4. O que dificulta, hoje em dia, a ampliação do acesso e da representação de mulheres na política?
Fernanda Schmitt: Vou na contramão de quem diz que a mulher não tem espaço; hoje nós temos espaço, mas a questão é: por que a mulher não vota em mulher? A mulher não se vê representada pelas mulheres que estão no poder. No partido Missão, trazemos candidatas qualificadas, com ideias compatíveis com o Livro Amarelo, mostrando que é possível, sim, ser representada por mulheres com propostas alinhadas.
5. Você é a favor do voto regional para fortalecer a representação do Vale do Paraíba?
Fernanda Schmitt: Sou a favor do voto regional e da conscientização da população. A população precisa entender que as políticas públicas regionais dependem de agentes engajados com a causa local. Quando existe sub-representação, a região perde impulso legislativo e executivo.
6. Sendo médica-veterinária, a causa animal faz parte da sua plataforma? Qual a sua visão sobre o tema?
Fernanda Schmitt: É uma causa constante, mas gosto de trabalhar a causa animal de forma racional. Vemos políticos tratando a pauta de forma populista em vez de científica. Um exemplo é o controle de javalis: por serem espécies invasoras que destroem lavouras e o meio ambiente, seu controle é questão de saúde e defesa sanitária, mas alguns grupos se opõem de forma emotiva. Da mesma forma, sou veterinária e apoio rodeios sérios que respeitem as regras do bem-estar animal.
7. No que tange aos animais domésticos, as políticas públicas municipais e estaduais têm atendido às necessidades?
Fernanda Schmitt: No geral, no Estado de São Paulo, os municípios atendem bem, mas precisamos sempre de políticas públicas focadas em saúde animal preventiva. Por exemplo, casos recentes de raiva exigem atenção preventiva do poder público.

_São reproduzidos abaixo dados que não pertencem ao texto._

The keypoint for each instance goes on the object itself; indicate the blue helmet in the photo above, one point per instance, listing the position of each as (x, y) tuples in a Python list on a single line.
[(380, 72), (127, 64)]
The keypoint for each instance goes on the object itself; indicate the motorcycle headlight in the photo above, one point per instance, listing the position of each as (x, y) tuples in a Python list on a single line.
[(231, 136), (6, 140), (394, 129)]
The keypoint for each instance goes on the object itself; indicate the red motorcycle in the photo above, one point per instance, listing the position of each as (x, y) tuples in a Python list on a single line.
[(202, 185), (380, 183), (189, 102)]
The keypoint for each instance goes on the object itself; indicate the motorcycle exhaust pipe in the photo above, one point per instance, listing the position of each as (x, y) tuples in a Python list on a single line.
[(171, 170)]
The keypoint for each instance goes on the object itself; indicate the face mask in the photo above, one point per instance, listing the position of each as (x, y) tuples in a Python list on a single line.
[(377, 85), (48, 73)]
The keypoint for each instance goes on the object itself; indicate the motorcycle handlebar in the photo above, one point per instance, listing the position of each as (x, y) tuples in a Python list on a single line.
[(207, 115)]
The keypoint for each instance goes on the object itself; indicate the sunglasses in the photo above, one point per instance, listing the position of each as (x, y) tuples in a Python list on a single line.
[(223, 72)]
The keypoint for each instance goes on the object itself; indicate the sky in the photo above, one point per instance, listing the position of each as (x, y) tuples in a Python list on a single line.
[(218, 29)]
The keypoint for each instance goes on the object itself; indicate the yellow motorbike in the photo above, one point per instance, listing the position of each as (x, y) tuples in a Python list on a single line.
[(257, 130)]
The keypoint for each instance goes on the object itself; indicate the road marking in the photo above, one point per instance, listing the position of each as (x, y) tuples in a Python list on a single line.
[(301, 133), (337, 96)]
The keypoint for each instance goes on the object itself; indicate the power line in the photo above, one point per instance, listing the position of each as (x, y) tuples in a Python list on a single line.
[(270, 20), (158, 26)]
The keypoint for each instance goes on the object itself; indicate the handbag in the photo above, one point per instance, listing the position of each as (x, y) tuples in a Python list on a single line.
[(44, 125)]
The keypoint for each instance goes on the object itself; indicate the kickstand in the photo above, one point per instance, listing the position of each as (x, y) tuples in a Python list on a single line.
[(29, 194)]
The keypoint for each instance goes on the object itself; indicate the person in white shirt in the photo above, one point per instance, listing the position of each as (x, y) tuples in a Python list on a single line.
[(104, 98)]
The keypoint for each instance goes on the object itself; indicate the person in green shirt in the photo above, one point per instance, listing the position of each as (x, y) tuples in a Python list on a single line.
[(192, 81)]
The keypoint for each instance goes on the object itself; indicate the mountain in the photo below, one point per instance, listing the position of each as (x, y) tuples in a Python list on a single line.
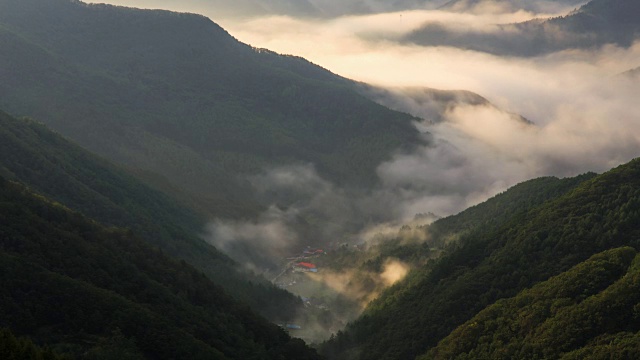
[(490, 261), (188, 108), (593, 25), (510, 5), (62, 171), (296, 8), (587, 311), (90, 291)]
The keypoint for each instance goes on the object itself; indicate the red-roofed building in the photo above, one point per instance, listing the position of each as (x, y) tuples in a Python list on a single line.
[(302, 266)]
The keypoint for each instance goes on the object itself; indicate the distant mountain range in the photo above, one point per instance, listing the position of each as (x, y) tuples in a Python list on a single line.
[(509, 5), (63, 172), (547, 269), (184, 105), (593, 25), (88, 291)]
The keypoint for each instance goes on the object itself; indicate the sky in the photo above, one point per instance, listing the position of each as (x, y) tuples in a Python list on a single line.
[(559, 114), (581, 109)]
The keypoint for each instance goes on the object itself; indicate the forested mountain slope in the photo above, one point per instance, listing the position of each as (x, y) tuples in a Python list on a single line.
[(68, 174), (177, 99), (90, 291), (589, 311), (496, 262), (593, 25)]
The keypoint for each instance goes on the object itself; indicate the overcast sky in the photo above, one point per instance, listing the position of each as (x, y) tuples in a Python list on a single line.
[(584, 115)]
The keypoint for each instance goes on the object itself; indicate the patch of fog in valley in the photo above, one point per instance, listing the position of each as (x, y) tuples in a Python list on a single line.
[(561, 114)]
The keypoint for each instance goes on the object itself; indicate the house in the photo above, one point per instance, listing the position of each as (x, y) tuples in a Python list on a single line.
[(304, 267)]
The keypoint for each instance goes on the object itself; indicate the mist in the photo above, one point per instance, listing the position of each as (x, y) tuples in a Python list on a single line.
[(501, 120)]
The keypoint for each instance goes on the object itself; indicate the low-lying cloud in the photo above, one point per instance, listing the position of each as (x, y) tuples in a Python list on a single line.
[(583, 117)]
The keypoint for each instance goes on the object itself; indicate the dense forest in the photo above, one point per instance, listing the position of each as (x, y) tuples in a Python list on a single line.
[(183, 104), (68, 174), (128, 130), (496, 261), (85, 290)]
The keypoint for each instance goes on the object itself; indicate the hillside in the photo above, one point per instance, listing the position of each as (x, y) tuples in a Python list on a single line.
[(68, 174), (183, 104), (86, 290), (496, 262), (593, 25), (587, 311)]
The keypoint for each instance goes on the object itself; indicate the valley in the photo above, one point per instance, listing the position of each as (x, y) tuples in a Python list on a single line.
[(319, 180)]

8. Como você avalia a movimentação do partido ter como candidato à Presidência o Renan Santos?
Fernanda Schmitt: Vejo de forma muito positiva. Traz a esperança de sair da dualidade entre Lula e Flávio com uma proposta real de país. Mostra que existe uma demanda da população por uma alternativa firme, com propostas focadas em segurança pública e responsabilidade gerencial.
9. Qual é a principal proposta da sua plataforma de atuação na Assembleia Legislativa (Alesp)?
Fernanda Schmitt: Uma das principais pautas é a revisão do sistema de urgência do SUS em São Paulo. Hoje existe o mecanismo da “vaga zero”, que obriga hospitais a receberem pacientes mesmo sem leito ou centro cirúrgico disponível. Quero propor uma revisão dessa regulação para evitar que pessoas em estado grave sejam enviadas para hospitais sem estrutura adequada para o atendimento.
10. Se eleita, como pretende se posicionar na Alesp: na base do governo, oposição ou de forma independente?
Fernanda Schmitt: Pretendo atuar com independência e bom senso. Se as propostas do governo forem compatíveis com nossos valores e projetos para a população, estaremos alinhados; caso existam divergências técnicas ou ideológicas, manteremos a independência.